The lawsuit contends the proposed ballot initiative is unconstitutional because it effectively would change two parts of the Missouri Constitution — one dealing with education, the other with collective bargaining. It asks a Cole County judge to prohibit the secretary of state from certifying the measure for the November ballot.
Supporters of the initiative submitted petition signatures last month to Secretary of State Jason Kander. He has until Aug. 5 to determine if they got enough valid signatures from registered voters to qualify for the ballot.

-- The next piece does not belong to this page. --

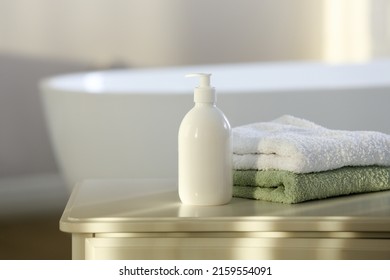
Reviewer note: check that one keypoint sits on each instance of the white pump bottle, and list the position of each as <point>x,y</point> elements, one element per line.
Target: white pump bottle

The proposal would curb tenure protections for teachers and other certified school staff by limiting their contracts to three years. Starting in July 2015, all public school districts would need to adopt evaluation standards that use student performance data to guide decisions on promoting, demoting, firing and paying personnel.
The proposal states that teachers would continue to have the constitutional right to bargain collectively, except with respect to the performance-based evaluation system.
The measure is packaged as a single amendment to Article 9 of the Missouri Constitution pertaining to education. But the lawsuit says it also effectively amends Article 1 establishing the right to collective bargaining. If so, that would violate constitutional provisions requiring initiatives to amend only one article of the constitution and to address only one subject, the lawsuit states.
The Teach Great coalition sponsoring the ballot measure said the initiative deals with only one subject.
“The one issue is about ensuring that we have the highest-quality teachers in the Missouri classroom,” said Kate Casas, a Teach Great spokeswoman.
The plaintiffs in the lawsuit are Anita Marie Kuehner and Daniel Twombly, two teachers at the Francis Howell School District who are covered by collective bargaining agreements that include details on teacher evaluations. Kuehner is president of the local chapter of the National Education Association.
The lawsuit was filed by Jefferson City attorney Chuck Hatfield, who said it was financed by the Committee to Support Public Educators, which includes the Missouri NEA and the Missouri State Teachers Association.
The two teachers groups said they oppose the measure not merely because of the way it is drafted, but because of the changes it would make to school policies.
“This amendment will result in more time spent testing and less time spent learning, actually short-changing the education students receive,” DeeAnn Aull, a lobbyist for the Missouri NEA, said in a written statement.